Big Tech accountability has come a long way since Ranking Digital Rights’ inaugural report in 2015. More than ever, the companies we rank make explicit commitments to human rights, disclose how they handle government demands, and clearly describe their security measures. But the 2022 Big Tech Scorecard shows that there’s still a long way to go—and a lot we don’t know.

Companies aren’t telling us enough about how they develop and deploy algorithms. We don’t know enough about how they enforce their rules on targeted advertising. Most share almost nothing about their protocols for disclosing data breaches. And there are many other indicators that we monitor.

Meanwhile, recent whistleblower disclosures have helped fill the gaps and affirmed what we and other civil society groups have long argued: despite the best efforts of many working-level employees, Big Tech executives refuse to do what is necessary to protect people and societies from the harmful impact of their products and services.

With new legislation looming in Europe and the U.S., a boom in ESG shareholder resolutions targeting human rights harms, and a public that’s tired of being tracked, the next chapter of Big Tech accountability is unfolding fast.

 

Speakers:

Jessica Dheere, @jessdheere

Director, Ranking Digital Rights

 

Sarah Couturier-Tanoh, @share_ca

Corporate Engagement & Advocacy Manager, SHARE

 

Jesse Lehrich, @JesseLehrich

Co-Founder, Accountable Tech

 

Chris Lewis, @ChrisJ_Lewis

President & CEO, Public Knowledge

Katarzyna Szymielewicz, @szymielewicz

President, Panoptykon Foundation

 

Sophie Zhang, @szhang_ds

Facebook whistleblower

 

Moderator:

Nathalie Maréchal, @MarechalPhD

Policy Director, Ranking Digital Rights

 

 

More About the Panelists

Sarah Couturier-Tanoh, Corporate Engagement & Advocacy Manager, SHARE

Sarah Couturier-Tanoh is an expert in corporate research and shareholder engagement.
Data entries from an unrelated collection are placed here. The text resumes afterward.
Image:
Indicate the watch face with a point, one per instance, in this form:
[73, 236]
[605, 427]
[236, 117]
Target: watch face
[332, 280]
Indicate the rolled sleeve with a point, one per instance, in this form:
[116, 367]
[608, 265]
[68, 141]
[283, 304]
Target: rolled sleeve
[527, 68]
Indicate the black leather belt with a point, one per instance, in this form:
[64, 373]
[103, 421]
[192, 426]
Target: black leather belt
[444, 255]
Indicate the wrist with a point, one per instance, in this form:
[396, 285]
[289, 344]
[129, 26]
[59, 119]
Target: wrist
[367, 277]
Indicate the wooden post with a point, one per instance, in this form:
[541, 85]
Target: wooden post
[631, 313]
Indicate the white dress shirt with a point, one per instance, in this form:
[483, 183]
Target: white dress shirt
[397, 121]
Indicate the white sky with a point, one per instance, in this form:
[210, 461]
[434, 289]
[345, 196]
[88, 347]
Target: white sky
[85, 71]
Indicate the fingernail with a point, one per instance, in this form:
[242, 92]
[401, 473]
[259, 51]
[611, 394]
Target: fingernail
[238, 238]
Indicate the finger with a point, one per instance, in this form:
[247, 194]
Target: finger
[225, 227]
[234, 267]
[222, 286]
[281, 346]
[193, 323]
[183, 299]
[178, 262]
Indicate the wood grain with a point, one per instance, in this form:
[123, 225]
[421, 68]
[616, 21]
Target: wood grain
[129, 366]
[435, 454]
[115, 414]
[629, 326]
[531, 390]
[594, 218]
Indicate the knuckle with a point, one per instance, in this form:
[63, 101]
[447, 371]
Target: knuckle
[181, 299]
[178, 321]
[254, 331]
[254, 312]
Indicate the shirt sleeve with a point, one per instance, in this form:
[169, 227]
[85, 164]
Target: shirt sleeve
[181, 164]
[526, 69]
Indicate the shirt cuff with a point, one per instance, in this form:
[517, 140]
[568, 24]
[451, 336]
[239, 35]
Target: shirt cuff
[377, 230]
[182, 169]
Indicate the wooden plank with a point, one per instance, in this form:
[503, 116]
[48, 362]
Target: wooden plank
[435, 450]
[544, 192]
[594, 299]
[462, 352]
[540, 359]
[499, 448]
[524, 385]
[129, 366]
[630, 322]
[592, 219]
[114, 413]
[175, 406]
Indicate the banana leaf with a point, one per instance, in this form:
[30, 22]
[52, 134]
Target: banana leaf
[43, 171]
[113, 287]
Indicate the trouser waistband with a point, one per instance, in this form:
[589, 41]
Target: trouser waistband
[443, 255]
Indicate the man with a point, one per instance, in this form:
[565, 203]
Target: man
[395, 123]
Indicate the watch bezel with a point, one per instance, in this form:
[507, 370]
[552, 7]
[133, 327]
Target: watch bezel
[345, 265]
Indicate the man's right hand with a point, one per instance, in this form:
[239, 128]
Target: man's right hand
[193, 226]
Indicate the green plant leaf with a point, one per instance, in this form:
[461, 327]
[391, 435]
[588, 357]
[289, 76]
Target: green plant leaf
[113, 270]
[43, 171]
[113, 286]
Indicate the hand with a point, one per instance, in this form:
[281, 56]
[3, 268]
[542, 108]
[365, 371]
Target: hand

She leads dialogues with Canadian and International companies to advance ESG issues, including human rights, decent work, and corporate lobbying. Sarah has also published several issue briefs on current shareholder and policy topics, using her insight from her background in non-financial auditing.

Before joining SHARE in 2019, at Université Laval, Sarah researched transparency in the extractive industry and climate change-related disclosure.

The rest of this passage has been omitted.